Hello, Phil Taylor, I said, I'm Phil Taylor and I want to know your secret.
Type Phil Taylor into the search field and Google summonses a gazillion links to Phil "The Power" Taylor, multi-millionaire, legend of the dart board, winner of a record 16 world championships.
What's it like, I want to know, to reign supreme over all Phil Taylors. But mostly I want him to help me with my darts. I'm in a form slump.
The Ida Valley New Year's Eve World Bastards Championship is a darts competition like no other, a big deal among a small circle for a short time each year in a tiny part of the Maniototo. Kudos is as huge as the championship shield. Famous names are on it. Paul Holmes (not the late broadcaster). Phil Taylor (me, not him).
My moment was years ago. Subsequent humiliations include defeat at the hands of my 90-year-old father who threw with his left arm despite being righthanded because his shoulder was buggered. Young blood now rules. Jack Taylor and Flynn Taylor have their names on the shield. Billie Taylor is hammering down the door.
But no way is it just family. Droppable names among those who have come and not conquered include sports and literary legend Brian Turner (Oturehua) and famed painter Grahame Sydney (St Bathans). Unsportsmanlike behaviour is regularly alleged.
I was the first knocked out last time. I got called Phil "The Early Shower" Taylor.
Please help, I pleaded to Phil "The Power" Taylor.
I explained my game plan: alcohol, sledging, betrayal.
Alcohol is not really part of the game these days, said Phil. Money ruined that. The pros are vying for a first prize of $20,000 right now in the Auckland Darts Masters. Phil looked sharp and sober.
Beta blockers (a calming drug)?
"Practise more," Phil said. "Practise, practise, practise."
Phil is in a hurry to get to a bike shop (he's nuts about electric push bikes), so I try a round of quick-fire questions.
When did he know that darts was his thing?
"When I won the world championships."
Was it always his passion?
"I always liked it. I started playing a couple of times a week in local leagues. I just got picked for the county, then I got picked for England."

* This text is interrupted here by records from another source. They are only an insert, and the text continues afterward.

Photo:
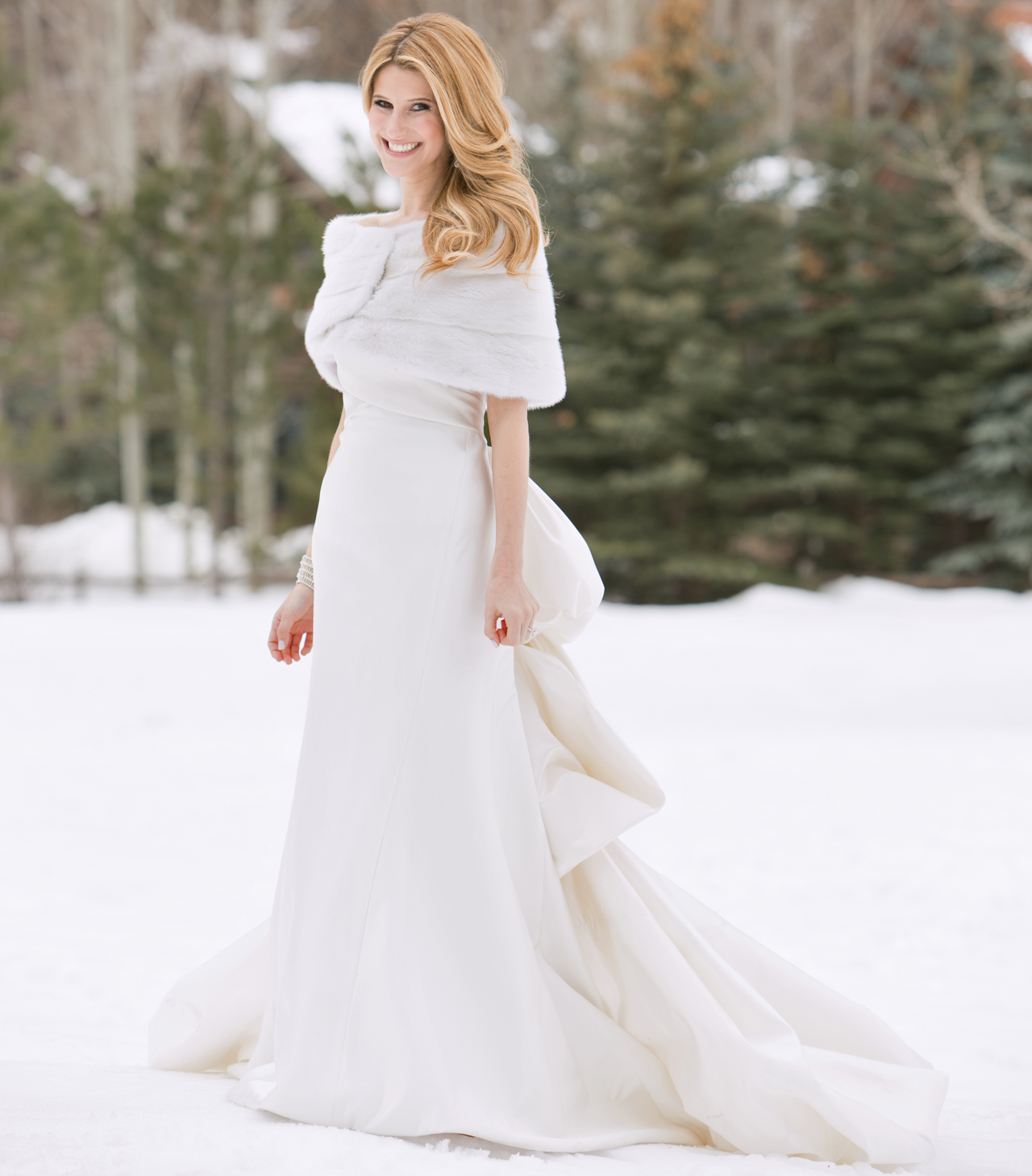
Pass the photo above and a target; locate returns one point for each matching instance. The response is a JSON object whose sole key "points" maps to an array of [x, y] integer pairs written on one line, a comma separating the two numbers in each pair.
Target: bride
{"points": [[459, 941]]}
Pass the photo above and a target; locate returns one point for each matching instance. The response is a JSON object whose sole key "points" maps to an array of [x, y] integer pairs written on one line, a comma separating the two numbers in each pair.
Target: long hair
{"points": [[487, 186]]}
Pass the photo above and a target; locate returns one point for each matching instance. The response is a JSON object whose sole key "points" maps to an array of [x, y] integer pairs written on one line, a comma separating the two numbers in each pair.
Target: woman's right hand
{"points": [[291, 623]]}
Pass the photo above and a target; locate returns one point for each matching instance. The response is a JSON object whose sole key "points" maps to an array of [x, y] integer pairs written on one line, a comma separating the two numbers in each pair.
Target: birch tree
{"points": [[120, 194]]}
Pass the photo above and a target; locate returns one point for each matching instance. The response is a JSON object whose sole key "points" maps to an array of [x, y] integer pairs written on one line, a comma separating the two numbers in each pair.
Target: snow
{"points": [[97, 546], [768, 176], [847, 778], [324, 126]]}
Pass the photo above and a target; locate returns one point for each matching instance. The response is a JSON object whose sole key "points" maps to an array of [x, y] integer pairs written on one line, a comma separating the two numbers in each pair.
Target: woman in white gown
{"points": [[459, 942]]}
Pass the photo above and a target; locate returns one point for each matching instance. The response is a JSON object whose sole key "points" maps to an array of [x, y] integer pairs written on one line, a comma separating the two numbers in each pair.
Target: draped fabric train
{"points": [[459, 942]]}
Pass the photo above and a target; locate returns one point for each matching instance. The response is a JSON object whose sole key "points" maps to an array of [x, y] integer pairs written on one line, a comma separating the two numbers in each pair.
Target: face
{"points": [[406, 126]]}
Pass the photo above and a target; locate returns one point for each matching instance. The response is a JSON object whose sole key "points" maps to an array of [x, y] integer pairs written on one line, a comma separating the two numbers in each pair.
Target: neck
{"points": [[419, 192]]}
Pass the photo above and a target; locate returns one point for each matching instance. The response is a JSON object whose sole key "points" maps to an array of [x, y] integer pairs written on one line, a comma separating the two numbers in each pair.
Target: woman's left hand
{"points": [[509, 600]]}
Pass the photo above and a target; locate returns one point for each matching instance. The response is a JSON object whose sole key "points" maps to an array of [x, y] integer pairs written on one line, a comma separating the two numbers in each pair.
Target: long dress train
{"points": [[459, 941]]}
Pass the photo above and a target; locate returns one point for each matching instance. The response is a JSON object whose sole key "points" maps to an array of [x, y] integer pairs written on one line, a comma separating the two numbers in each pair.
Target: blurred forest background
{"points": [[792, 251]]}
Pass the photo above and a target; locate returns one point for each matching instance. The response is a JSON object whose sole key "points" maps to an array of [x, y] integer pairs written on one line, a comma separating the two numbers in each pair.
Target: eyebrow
{"points": [[409, 100]]}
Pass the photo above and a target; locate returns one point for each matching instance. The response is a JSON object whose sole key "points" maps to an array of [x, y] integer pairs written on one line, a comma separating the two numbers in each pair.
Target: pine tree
{"points": [[660, 278], [971, 132], [202, 274], [753, 387]]}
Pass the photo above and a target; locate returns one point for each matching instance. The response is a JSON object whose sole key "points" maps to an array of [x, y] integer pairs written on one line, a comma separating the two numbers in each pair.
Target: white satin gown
{"points": [[460, 943]]}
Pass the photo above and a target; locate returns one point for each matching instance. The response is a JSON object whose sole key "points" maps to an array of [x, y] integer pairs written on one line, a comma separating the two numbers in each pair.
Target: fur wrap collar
{"points": [[474, 328]]}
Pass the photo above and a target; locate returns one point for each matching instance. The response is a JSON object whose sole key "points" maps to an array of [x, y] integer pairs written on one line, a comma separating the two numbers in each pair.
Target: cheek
{"points": [[435, 133]]}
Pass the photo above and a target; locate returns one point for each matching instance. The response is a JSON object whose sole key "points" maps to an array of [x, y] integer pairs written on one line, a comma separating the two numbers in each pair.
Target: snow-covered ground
{"points": [[847, 776]]}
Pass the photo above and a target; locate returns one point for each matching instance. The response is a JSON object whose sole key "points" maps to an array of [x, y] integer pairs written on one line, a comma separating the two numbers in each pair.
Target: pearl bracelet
{"points": [[306, 573]]}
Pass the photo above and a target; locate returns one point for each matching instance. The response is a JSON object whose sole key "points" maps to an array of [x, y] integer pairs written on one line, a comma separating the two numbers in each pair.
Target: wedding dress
{"points": [[460, 943]]}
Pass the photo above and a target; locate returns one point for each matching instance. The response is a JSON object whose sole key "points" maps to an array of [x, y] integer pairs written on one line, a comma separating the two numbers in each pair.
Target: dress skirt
{"points": [[460, 942]]}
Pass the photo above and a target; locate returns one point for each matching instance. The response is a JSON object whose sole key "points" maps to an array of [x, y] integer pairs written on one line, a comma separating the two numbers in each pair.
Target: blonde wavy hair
{"points": [[489, 185]]}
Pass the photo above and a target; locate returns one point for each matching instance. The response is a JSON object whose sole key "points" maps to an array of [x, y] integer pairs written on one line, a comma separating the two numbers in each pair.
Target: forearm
{"points": [[510, 459]]}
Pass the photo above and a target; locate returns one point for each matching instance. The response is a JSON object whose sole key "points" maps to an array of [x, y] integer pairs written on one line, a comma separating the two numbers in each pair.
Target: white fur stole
{"points": [[471, 327]]}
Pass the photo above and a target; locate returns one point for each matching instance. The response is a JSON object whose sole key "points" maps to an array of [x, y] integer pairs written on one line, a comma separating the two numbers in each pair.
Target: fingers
{"points": [[286, 642], [273, 638], [516, 627], [491, 630]]}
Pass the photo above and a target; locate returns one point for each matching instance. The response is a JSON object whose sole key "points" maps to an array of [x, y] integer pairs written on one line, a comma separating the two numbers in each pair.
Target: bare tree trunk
{"points": [[122, 191], [863, 58], [232, 110], [218, 420], [720, 20], [32, 35], [8, 509], [785, 69], [169, 131], [256, 433], [622, 27], [186, 448]]}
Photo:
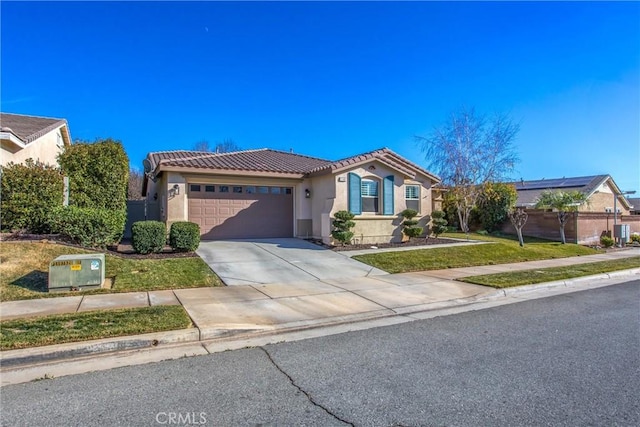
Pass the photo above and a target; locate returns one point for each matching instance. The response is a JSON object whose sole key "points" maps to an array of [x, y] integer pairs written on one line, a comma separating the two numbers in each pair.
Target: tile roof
{"points": [[530, 191], [267, 160], [263, 160], [28, 128]]}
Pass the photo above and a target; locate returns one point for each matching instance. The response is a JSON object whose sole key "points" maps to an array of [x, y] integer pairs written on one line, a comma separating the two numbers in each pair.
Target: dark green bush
{"points": [[410, 226], [98, 173], [148, 236], [342, 225], [91, 227], [184, 236], [438, 223], [29, 192], [607, 241]]}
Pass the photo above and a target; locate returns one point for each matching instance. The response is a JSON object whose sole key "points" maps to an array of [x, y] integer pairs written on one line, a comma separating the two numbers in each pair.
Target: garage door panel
{"points": [[241, 215]]}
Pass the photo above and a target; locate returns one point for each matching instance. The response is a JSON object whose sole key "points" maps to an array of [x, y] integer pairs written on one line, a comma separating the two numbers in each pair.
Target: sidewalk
{"points": [[244, 312]]}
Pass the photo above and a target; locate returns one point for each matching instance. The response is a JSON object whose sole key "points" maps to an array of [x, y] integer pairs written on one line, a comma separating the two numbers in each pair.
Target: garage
{"points": [[226, 211]]}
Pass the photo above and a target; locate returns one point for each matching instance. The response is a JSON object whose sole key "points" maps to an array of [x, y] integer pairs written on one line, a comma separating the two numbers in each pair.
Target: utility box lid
{"points": [[76, 272]]}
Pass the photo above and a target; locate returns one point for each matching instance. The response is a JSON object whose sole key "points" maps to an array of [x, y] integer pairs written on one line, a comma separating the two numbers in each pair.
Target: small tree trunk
{"points": [[520, 239]]}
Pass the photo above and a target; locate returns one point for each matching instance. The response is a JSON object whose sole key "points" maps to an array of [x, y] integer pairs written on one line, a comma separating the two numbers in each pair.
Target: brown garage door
{"points": [[239, 212]]}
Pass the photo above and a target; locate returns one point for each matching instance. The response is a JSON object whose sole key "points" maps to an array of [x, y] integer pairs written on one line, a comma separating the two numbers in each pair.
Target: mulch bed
{"points": [[411, 243]]}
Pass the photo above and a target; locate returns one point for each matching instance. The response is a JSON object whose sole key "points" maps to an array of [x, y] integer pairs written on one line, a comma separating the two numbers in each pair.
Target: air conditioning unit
{"points": [[76, 272]]}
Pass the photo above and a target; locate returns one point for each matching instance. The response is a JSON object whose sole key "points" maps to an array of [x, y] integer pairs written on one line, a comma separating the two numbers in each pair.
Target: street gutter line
{"points": [[308, 396]]}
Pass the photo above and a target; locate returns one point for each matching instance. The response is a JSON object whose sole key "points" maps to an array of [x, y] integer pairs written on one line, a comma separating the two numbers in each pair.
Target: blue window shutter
{"points": [[387, 194], [355, 201]]}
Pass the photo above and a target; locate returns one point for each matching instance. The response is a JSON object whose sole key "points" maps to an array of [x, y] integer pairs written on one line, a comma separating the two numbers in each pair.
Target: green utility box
{"points": [[76, 272]]}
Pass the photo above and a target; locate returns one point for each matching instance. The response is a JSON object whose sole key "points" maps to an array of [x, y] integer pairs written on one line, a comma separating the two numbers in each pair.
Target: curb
{"points": [[57, 352], [18, 359]]}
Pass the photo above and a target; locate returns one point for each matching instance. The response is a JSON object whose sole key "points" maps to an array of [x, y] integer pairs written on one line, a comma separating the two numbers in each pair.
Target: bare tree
{"points": [[518, 217], [225, 146], [468, 151], [202, 146], [134, 190]]}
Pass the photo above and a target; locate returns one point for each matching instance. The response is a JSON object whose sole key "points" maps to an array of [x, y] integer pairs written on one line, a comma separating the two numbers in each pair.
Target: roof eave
{"points": [[13, 138]]}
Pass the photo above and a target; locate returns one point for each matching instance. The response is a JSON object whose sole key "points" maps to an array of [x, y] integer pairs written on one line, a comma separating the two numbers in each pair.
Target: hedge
{"points": [[29, 192], [148, 236], [98, 174], [184, 236], [90, 227]]}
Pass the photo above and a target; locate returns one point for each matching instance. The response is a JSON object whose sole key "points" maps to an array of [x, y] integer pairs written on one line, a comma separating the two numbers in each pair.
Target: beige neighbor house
{"points": [[268, 193], [39, 138], [605, 205]]}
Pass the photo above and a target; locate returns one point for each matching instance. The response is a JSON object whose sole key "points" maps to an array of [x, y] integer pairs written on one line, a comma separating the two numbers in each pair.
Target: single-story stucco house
{"points": [[39, 138], [268, 193], [606, 206]]}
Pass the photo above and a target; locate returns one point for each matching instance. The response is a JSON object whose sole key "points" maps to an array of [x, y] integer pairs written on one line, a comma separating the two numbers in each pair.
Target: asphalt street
{"points": [[572, 359]]}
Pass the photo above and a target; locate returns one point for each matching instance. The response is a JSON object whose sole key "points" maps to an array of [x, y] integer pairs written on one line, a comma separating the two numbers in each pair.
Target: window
{"points": [[364, 194], [369, 194], [412, 197]]}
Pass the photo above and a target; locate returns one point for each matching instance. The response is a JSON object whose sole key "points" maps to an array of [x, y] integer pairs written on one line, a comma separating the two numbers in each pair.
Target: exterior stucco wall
{"points": [[370, 227], [44, 149], [176, 203]]}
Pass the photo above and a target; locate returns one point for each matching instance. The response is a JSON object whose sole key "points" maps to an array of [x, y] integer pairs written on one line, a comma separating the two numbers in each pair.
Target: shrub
{"points": [[496, 199], [438, 223], [342, 225], [98, 174], [184, 236], [148, 236], [91, 227], [410, 226], [606, 241], [29, 192]]}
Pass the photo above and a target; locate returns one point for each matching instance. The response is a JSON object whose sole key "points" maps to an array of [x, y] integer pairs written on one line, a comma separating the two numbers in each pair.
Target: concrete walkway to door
{"points": [[261, 261]]}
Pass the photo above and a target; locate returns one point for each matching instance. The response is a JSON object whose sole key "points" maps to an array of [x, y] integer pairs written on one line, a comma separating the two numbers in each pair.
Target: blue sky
{"points": [[334, 79]]}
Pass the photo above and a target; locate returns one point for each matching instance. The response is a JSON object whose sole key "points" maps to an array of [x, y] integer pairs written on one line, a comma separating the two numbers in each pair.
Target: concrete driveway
{"points": [[262, 261]]}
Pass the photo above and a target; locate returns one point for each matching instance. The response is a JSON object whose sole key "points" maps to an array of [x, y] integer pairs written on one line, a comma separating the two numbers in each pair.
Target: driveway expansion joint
{"points": [[301, 390]]}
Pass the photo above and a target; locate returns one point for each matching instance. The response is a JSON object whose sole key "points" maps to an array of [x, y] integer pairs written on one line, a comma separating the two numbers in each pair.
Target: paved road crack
{"points": [[307, 395]]}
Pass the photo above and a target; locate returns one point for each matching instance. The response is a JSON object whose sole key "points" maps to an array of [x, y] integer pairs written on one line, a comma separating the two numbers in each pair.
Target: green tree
{"points": [[98, 174], [495, 203], [468, 151], [563, 202], [30, 191], [438, 223]]}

Did his parents worry he was wasting his life in darts halls?
"No. I did have a job. I was an engineer. [He made ceramic toilet roll handles in his early working days, according to the interweb]. When I was 30 I became world champion and that's when I started to make a living."
What has darts given him?
"It's travelling. You sacrifice your family life, that's for sure, because you're never at home. Made a fortune, made millions but it's not everything. It's been kind to me and I supposed in lots of ways I've been kind to darts too."
Behind Phil's back, I asked a group of pros warming up in the practice room whether it was a pain having a giant like Phil suck up all the sunshine. The opposite, they said. Without Phil they wouldn't be here, there would be no money, no live TV. "He is Michael Jordan," said one.
Phil is withdrawing, stage left. This is his last tournament in New Zealand. Next year he will do only exhibitions. More time for the bike.
As I escort Phil to the bike shop he talks about how he's getting fitter and needing less battery power to get him up the hills, and about bike bling: gloves that flash a neon arrow when you put your hand out to indicate, a press button horn that's loud as a car's.
I want to tell him how hard it is for the rest of us Phil Taylors, about the excitement in the voice of the taxi dispatcher when I told him my name. "Phil Taylor!" he'd shouted gleefully down the phone. No, I'd said, not that Phil Taylor. "Pick up address?" replied the dispatcher.
Phil said he once saw a trades van with "Phil The Plumber Taylor" written down its side. I could have said to Phil that maybe he has given us all an opportunity, that I could be Phil The Scribbler Taylor.
Instead I said: Do you realise you are talking to a one-time victor of the New Year's Eve Ida Valley World Bastards Championship?
"I never won that one yet," said Phil. But he fancied his chances. "You ask anyone, you won't get a better bastard than me."
I leave the darts legend drooling over electric bikes. He is warm and engaging company, a very good bastard indeed. Far too nice for that treacherous competition in the Ida Valley.